Absolutely on the money. Any sense of place or roots has been actively discouraged. Even maligned as xenophobic or something.
Growing up (as I realized later in life) the surnames of my classmates were reflected in the headstones of the local graveyards all over the region. A deep sense of place and rootedness that encourages shared values and community. Still here where I pretty much started but when I go back to the local town it feels strange. Virtually everyone left because they can no longer afford to live where their mostly high school graduate working class WWII/Korean war era parents raised them. A compelling reason to stay was because it was home. A indefinable term that most instinctively understand. But now it increasingly does not feel like home at all. Makes one wonder, what was the point of staying? What the locals hold valuable is sold out daily.
"Home" is a universal concept I would suspect. Hard not to feel a bit of resentment that the very idea of home has been systematically beaten out of us and cast as some sort of malady. Xenophobia, parochialism, whatever. Affection for your roots seems to be allowed on a selective basis. If you're 3000 years removed from "home" and want to "reconnect with your roots" it is considered fine and dandy, and if your a favored ethnicity it is encouraged no matter how much trouble it may cause. But if you just want to wake up and not feel like "the other" in your own stomping grounds that somehow is cast as wrong.

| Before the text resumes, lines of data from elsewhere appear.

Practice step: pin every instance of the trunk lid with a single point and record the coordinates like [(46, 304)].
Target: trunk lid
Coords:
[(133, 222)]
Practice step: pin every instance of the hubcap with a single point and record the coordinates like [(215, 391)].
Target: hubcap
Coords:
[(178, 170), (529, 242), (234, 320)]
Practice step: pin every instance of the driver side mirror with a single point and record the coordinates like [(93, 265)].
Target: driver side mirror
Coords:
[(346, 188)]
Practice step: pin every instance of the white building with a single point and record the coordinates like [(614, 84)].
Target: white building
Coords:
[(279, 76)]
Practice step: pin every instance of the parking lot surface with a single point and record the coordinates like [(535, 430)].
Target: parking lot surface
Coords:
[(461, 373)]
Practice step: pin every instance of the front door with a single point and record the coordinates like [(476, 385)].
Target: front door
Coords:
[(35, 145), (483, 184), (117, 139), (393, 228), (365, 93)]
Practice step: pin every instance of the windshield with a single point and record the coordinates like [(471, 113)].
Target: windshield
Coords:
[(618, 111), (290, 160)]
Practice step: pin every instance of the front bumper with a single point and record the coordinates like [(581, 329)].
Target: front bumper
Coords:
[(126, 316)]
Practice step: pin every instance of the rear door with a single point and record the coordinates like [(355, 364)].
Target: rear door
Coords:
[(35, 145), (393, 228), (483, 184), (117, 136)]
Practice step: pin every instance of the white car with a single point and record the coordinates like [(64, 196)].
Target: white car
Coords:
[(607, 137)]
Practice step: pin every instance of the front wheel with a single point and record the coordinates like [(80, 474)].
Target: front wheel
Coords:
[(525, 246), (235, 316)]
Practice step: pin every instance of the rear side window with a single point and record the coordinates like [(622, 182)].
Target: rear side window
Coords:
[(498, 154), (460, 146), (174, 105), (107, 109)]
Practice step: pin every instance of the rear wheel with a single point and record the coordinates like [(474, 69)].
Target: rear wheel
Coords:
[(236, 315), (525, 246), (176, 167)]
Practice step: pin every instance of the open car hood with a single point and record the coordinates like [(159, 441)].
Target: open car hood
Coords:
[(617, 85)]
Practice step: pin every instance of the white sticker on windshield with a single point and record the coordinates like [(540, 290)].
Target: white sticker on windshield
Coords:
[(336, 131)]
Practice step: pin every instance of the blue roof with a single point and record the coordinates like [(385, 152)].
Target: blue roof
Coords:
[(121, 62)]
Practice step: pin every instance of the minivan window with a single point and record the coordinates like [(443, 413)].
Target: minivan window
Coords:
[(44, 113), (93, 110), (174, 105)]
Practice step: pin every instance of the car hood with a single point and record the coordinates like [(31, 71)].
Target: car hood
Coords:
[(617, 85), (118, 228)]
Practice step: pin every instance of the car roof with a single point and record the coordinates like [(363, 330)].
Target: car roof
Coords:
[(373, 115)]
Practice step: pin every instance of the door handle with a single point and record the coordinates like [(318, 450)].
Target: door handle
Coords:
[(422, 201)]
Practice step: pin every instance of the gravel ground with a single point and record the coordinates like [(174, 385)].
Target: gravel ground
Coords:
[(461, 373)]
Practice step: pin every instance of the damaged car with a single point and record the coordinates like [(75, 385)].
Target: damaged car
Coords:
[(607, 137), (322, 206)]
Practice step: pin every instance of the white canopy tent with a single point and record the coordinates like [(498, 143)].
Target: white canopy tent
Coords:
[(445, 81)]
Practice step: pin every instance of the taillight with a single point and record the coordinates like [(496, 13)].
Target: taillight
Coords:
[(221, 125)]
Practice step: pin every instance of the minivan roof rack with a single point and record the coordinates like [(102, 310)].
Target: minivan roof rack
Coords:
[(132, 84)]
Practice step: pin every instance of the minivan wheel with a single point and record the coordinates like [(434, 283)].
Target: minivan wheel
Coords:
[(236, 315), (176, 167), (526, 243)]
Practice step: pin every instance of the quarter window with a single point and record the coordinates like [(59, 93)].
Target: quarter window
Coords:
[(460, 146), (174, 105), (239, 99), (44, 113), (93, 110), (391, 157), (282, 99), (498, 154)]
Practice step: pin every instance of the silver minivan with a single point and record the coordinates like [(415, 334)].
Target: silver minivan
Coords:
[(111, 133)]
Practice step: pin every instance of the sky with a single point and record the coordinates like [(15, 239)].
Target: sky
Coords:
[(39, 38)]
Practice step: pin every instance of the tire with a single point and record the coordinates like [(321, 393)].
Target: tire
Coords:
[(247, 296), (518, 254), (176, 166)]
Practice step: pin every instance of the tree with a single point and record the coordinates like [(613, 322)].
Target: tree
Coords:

Bottom line is as long as we are encouraged to have no loyalty to place and community we can easily be herded in to the easily manipulated loyalty to nothing but dollars. Seems to be working just fine. Till one day you wake up someplace with which you have no connection whatever and when you decide "wouldn't it be nice to go home" you find home is no longer there also. You find you have no connection to anything. No wonder so many people retire to foreign alien environs where they have nothing in common but the lure of "a cheaper existence". Sometimes they don't even speak the language. No grand children, no family no shared tradition no nada. But they feel "at least I might be able to run out the clock with the heat turned on". Something that may not be possible if they stay home. Why face the struggle if "home" does not offer familiarity, family and safety? No wonder so many opt out late in the game to go run out the clock on a seemingly ridiculous alien adventure where you have not much other than some walls and perhaps a internet and facetime connection, ... if you even have that.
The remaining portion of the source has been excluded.